No man’s land PDF 
di Martina Palaskov Begov   

Niente archetipi, né banali storie per rievocare ciò che invece dovrebbe essere dimenticato. Nessuna morale e poche sequenze 'strappalacrime'. No man's Land rievoca la semplicità della tenera età della pubertà. Infatti, entrambi i protagonisti, pur figli della stessa patria e inconsapevolmente fratelli, si odiano solamente per il fatto che nessuno sembra voler dar loro ragione a causa di un torto; un torto che nessuno dei due vuole ammettere di avere contribuito ad ingrandire fino a farlo diventare una tragedia. I due soldati nemici (Branko Djuric e Rene Bitorajac), abbandonati dalle rispettive avanguardie, si ritrovano soli, quasi per caso, a dover dividere la terra di nessuno che separa i due eserciti, quello serbo e quello bosniaco. La sottile complicità che attraversa le vicende dei due combattenti (due tra tanti nel mezzo di una lotta che vede coinvolti fratelli di sangue) è evidente già dalle prime battute del film.

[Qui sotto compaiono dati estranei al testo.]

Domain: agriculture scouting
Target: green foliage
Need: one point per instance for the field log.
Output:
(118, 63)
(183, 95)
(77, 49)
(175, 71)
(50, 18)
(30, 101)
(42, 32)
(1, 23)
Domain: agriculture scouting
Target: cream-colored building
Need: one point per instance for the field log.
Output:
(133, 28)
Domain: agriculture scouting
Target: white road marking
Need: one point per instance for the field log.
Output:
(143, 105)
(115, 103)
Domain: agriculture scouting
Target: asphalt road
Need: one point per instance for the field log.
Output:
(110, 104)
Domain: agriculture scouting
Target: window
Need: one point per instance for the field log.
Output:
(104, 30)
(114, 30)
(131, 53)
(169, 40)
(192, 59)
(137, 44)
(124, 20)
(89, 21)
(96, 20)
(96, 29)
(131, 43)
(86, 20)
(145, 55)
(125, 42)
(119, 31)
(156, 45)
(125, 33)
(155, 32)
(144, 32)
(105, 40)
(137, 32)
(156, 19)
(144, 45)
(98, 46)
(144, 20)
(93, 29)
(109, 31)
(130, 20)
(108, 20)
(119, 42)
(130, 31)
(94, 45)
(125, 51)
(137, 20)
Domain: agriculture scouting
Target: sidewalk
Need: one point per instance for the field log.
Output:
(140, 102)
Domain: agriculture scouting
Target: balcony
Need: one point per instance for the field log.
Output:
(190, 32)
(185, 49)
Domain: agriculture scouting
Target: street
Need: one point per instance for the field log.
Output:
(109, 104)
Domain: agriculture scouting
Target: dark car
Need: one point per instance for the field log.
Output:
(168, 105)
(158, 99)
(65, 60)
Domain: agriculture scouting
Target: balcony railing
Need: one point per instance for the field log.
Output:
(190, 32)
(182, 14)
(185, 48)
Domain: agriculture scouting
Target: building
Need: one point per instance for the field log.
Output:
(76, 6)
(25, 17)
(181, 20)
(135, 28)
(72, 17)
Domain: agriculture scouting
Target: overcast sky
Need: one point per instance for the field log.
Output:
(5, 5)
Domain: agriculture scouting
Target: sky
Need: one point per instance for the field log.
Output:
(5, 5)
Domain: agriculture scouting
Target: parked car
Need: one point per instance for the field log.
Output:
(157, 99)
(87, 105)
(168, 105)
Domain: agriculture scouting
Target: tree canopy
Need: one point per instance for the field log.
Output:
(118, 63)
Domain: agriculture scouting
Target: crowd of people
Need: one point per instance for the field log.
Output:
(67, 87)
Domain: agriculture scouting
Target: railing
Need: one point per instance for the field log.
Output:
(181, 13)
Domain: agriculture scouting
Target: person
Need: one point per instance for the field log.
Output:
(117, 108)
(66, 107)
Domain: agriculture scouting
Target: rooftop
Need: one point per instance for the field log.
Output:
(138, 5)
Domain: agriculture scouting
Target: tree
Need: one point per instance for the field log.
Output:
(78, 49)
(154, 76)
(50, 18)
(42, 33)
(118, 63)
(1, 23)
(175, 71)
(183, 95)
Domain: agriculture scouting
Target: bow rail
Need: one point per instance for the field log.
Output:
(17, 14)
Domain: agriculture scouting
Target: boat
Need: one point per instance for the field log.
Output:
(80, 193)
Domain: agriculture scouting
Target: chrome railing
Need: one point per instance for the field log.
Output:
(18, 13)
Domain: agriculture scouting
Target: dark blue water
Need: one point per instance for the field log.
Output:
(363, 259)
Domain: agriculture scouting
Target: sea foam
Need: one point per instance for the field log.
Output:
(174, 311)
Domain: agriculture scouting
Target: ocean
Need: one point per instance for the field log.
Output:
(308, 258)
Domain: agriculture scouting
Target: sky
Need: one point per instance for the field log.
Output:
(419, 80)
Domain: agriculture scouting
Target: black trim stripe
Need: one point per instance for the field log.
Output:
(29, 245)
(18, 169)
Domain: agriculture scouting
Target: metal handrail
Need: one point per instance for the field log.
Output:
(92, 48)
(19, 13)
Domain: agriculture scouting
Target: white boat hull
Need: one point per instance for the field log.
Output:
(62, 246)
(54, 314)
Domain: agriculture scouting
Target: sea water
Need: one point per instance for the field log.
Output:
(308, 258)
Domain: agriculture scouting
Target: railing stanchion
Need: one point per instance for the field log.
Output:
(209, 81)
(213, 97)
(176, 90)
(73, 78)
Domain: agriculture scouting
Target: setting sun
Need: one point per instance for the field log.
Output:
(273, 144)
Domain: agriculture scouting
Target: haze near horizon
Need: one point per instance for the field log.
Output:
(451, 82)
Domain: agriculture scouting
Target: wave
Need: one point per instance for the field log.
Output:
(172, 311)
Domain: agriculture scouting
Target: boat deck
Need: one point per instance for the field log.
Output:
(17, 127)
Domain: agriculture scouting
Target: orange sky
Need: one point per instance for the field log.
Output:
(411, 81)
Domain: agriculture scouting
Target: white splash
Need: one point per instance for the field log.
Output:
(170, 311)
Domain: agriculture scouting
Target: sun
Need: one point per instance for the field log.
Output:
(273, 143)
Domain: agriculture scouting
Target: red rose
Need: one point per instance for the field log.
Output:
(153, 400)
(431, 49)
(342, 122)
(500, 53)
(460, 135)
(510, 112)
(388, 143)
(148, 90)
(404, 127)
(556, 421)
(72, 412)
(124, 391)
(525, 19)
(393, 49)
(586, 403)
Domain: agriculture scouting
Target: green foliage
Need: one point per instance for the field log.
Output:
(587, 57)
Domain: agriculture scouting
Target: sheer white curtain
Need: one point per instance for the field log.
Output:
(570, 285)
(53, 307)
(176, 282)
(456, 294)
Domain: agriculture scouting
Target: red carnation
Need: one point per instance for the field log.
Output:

Capricci infantili, ripicche adolescenziali e parolacce a mo' di "specchio riflesso". A turno, i due si puntano l'unico fucile trovato per caso in trincea, non per uccidere, ma per dimostrare la loro inutile potenza. "Chi ha incominciato la guerra?", dice Chiki, l'impulsivo soldato bosniaco, puntando il fucile alle tempie del giovane soldato serbo. " Chi ha incominciato la guerra?", ripete ancora, con il solo scopo di sentirsi dire quello che nessuno è mai riuscito a capire.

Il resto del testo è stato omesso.